ABSTRACT Young Muslims in the West are often at the forefront of efforts to explain, demystify and de-stigmatise Islam and Muslim identity through everyday knowledge-sharing – from formal initiatives such as Speed-Date-a-Muslim and Coffee and Islam to informal fielding of questions from classmates, colleagues and strangers. This paper draws on contact theory to investigate conditions and drivers for young Australian Muslims who seek to explain their religious community to outsiders. We consider how explaining can be situated in a shift in Australian multicultural politics towards intercultural communication and knowledge exchange.

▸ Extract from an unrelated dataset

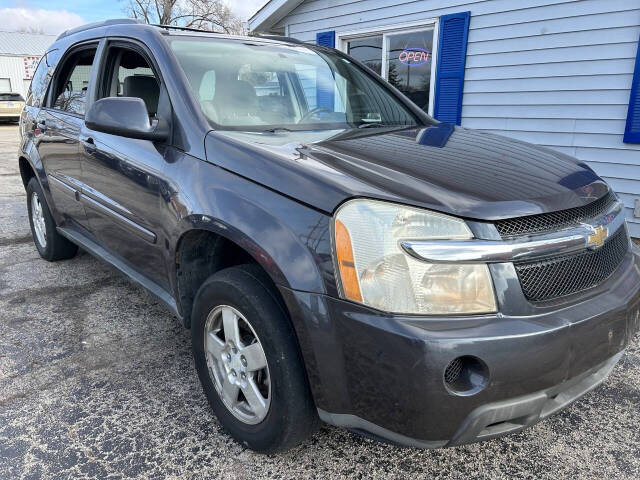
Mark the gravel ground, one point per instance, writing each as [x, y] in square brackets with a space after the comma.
[97, 380]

We investigate how this focus on cross-cultural awareness shapes young Muslims’ everyday experiences of accounting for themselves, either reluctantly or enthusiastically, in the contact zones of Australian educational institutions, workplaces and neighbourhoods. We suggest that the work of young Muslims as everyday explainers should be acknowledged both for its contribution to social cohesion and the toll it exacts from them. We argue that while ‘explaining’ is often an agentic effort for connection and participation, it is also often unequally divided labour, and if over-determined as the key strategy to counter anti-Muslim sentiment can serve to assign responsibility to individuals and communities for social cohesion, and miscast racism as ignorance and misunderstanding.